Photo Journal: Uncovering Istanbul, Turkey
Admittedly when Turkey was thrown onto our list of possible trips late last year, I was a bit reluctant to vote for it. There are still so many “basic” places I haven’t yet visited, like, um, Italy! Anyway, after much debate my friends and I selected seven cities across the Turkish landscape for our (much needed) 12 day holiday.
From the second we landed to the hour we departed — my experience in Turkey, with all of its magnanimously-hospitable people, deeply-diverse culture, beautifully-varied landscapes and hundreds of eggplant dishes (and some others as well :), blew my expectations out of the water. The country, which straddles both Europe and Asia, is filled with a patchwork of cultural influences due to cross-continental invasions including Greek, Persian, Celts, Romans, Macedonians, Arabs, Mongols (you get the idea..). So Turkish culture today is an unexpected (at least for me) blend of Greek and Turkish, Muslim and Christian elements.

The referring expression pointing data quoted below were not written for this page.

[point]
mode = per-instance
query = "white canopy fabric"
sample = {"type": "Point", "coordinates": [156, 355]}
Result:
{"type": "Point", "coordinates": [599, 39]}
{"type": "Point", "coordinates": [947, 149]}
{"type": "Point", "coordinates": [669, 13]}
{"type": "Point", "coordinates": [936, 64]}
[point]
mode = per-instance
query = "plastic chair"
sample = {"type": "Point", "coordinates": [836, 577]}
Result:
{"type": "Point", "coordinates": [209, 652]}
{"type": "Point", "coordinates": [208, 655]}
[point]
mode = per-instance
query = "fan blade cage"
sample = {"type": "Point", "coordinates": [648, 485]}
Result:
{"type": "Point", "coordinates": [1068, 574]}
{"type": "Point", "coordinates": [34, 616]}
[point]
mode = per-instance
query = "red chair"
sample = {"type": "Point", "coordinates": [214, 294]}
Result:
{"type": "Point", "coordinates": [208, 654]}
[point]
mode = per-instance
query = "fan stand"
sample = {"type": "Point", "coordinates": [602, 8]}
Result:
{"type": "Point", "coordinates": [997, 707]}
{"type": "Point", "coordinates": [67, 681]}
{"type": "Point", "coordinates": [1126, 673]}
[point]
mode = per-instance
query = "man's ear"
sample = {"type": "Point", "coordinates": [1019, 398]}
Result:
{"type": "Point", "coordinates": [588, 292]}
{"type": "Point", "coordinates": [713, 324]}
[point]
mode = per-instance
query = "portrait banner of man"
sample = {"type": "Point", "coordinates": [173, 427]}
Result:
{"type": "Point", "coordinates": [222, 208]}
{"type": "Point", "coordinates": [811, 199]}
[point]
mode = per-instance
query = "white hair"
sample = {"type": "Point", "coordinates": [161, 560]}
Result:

Like a Turkish hamam, Istanbul’s ancient, older and new cultures expose layers of time. For example the Hagia Sofia mosque was the world’s largest Catholic cathedral for a thousand years until the 16th century when it was plastered, built over as a mosque. Today, the peeled layers of plaster in this mosque-turned-museum reveal the story of the Holy Trinity laid out in mosaic tiles (see photo 5-8 in the above gallery or click here). It was ironic and amazing to see these two deeply historic religions, in perpetually holy-warring circumstances, coexist as a timeless and unified work of art.
That is just one example of Turkey’s beautifully complex culture. Istanbul itself contains many many many more mind-boggling artifacts, relics, museums that layer on its rich and multifaceted mix of histories, of which I hope you’ll take the time out to see!